While insurers are ready to play, there are some challenges ahead, including a lack of awareness among Myanmar people of the importance and benefits of life insurance and limited talent pool. These could prove especially tough in the life insurance segment. According to a survey conducted last year by IKBZ, 33 percent of 1,000 respondents said that insurance is too complicated while 17 percent said they had no one to advise them.
Unlike other insurance products, life insurance tends to be long-term in nature.
“The longer the contract is, the more complicated the terms are. So it is challenging for people to understand the terms and how life insurance will work. For that, we need [agents],” Mr. Son said.
Around 10 life insurance products are allowed in Myanmar.
“We as a foreign insurer are allowed to sell all of them,” he said. “but while the products are there, people are not always ready to buy them due to a lack of product awareness..”

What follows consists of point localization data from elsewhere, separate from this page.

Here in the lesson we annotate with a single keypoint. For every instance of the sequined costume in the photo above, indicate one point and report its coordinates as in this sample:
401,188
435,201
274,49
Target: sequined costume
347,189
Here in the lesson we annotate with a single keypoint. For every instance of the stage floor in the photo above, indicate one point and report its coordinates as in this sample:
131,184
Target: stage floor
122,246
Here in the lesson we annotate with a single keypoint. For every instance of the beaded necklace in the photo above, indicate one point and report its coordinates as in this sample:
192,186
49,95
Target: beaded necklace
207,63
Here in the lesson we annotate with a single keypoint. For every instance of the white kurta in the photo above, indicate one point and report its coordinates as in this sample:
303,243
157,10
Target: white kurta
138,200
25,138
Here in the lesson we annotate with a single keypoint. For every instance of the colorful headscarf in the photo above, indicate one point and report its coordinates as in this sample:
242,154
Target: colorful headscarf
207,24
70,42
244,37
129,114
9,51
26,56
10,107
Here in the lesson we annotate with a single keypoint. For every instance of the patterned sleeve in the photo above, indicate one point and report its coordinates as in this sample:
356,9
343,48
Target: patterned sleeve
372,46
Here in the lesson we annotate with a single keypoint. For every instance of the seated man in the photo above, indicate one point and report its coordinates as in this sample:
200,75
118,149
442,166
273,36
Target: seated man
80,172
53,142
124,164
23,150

To help people understand more about insurance and how important it is, insurers need to recruit more insurance agents who act as valued advisors. An estimated 2,500 agents are in the market, but most of them are inactive. Mr. Son believes the reason is currently selling insurance does not earn them enough to make a living given the low sales volume.
“We need to do something to help them to make a good living. This is about providing excellent training and coaching with a clear career path. After that we will be able to attract more people to participate in this industry. Why do we need individuals? Because life insurance is about people and people’s lives. Plus, it’s long term,” he said. Without more agents, life insurance will not go anywhere.”
To address the talent shortage, Chubb has been hosting seminars for prospective agents. To their surprise, the first seminar drew around 500 people, double the maximum number they had anticipated. The second seminar attracted even more people. The company has also received over 600 applications from prospective agents and plans to do more to raise awareness.
To Mr. Son, the Myanmar market shares a lot of similarities with the market in Vietnam over 15 years ago, when he first joined Chubb Life’s operation there. He was one of the first recruits when Chubb Life entered the Vietnamese market.
“Bringing with me the experiences and knowledge I learned throughout the progress of building the company from the green field, I believe that with the right team I’ll do the same [for the Myanmar operation],” he said.
Armed with all the lessons from other developing markets, he believes that “together, we can accelerate the growth even faster in Myanmar compared to what we observed in neighboring markets.”
While no two markets are the same, experts often compare Myanmar’s insurance market to Vietnam’s. Myanmar’s time frame for opening up its market to private players – 2013-2030 – is also often compared to that of Vietnam’s progress from 1995 to 2012. Myanmar has a large working-age population – 76 percent of 54 million people – while Vietnam’s youth population accounts for over half of its 95.54 million people.
“It may be better [here] than what I experienced in Vietnam, because here all the foreign life insurances, including us, try to bring the best and apply all that we have learned and shy away from repeating the mistakes we made elsewhere. Everyone has lessons they’ve learnt,” Mr. Son said.
Chubb Life first opened its representative office in Myanmar in 2013 to learn the market, culture and the way people live in order to use that knowledge to design customized products. When asked how Chubb is different from the competition in a market with five foreign players, Mr. Son replied:
“What we are focusing on is the quality of the service. We are not running after the market share. We are not running after the volume of sales. We are after earning the trust of the customers.”